If $X=\left[\begin{smallmatrix}x_1&x_2\\x_3&x_4\end{smallmatrix}\right]$, then\begin{align}A.X=X.A&\iff A.X-X.A=0\\&\iff\left\{\begin{array}{l}2(-x_3+x_2)=0\\2(-x_1+x_2+x_4)=0\\2(x_1-x_3-x_4)=0\\2(x_2-x_3)=0\end{array}\right.\\&\iff X=\begin{bmatrix}x_1&x_2\\x_2&x_1-x_2\end{bmatrix}\end{align}So, this gives you the kernel, which is $2$-dimensional. Therefore, by the rank-nullity theorem, the dimension of the image of $f$ is also $2$.

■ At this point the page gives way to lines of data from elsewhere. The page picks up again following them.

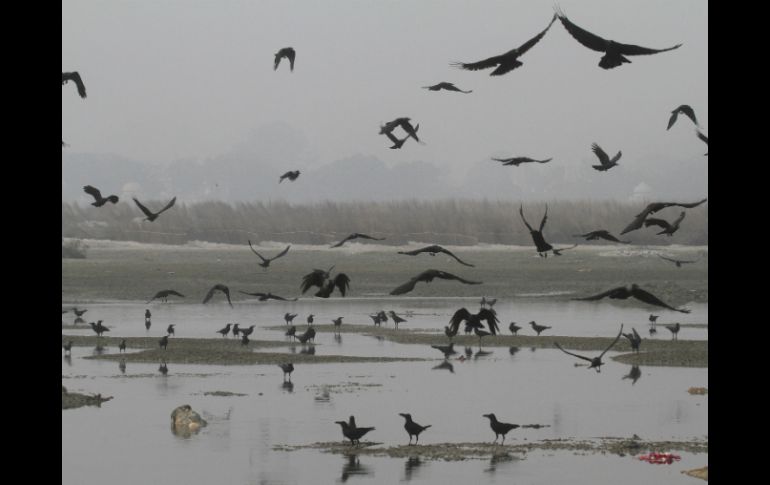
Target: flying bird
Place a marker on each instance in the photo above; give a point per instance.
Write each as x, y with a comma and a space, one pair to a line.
685, 110
322, 279
505, 62
596, 362
292, 176
151, 216
446, 86
74, 77
604, 159
614, 52
428, 276
357, 235
98, 199
516, 161
164, 294
218, 287
600, 234
433, 250
286, 52
668, 228
266, 261
625, 292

Now, since$$f\left(\begin{bmatrix}1&0\\0&0\end{bmatrix}\right)=\begin{bmatrix}0&2\\-2&0\end{bmatrix}\text{ and }f\left(\begin{bmatrix}0&1\\0&0\end{bmatrix}\right)=\begin{bmatrix}2&-2\\0&-2\end{bmatrix}$$and since $\left[\begin{smallmatrix}0&2\\-2&0\end{smallmatrix}\right]$ and $\left[\begin{smallmatrix}2&-2\\0&-2\end{smallmatrix}\right]$ are linearly independent, they span the image of $f$.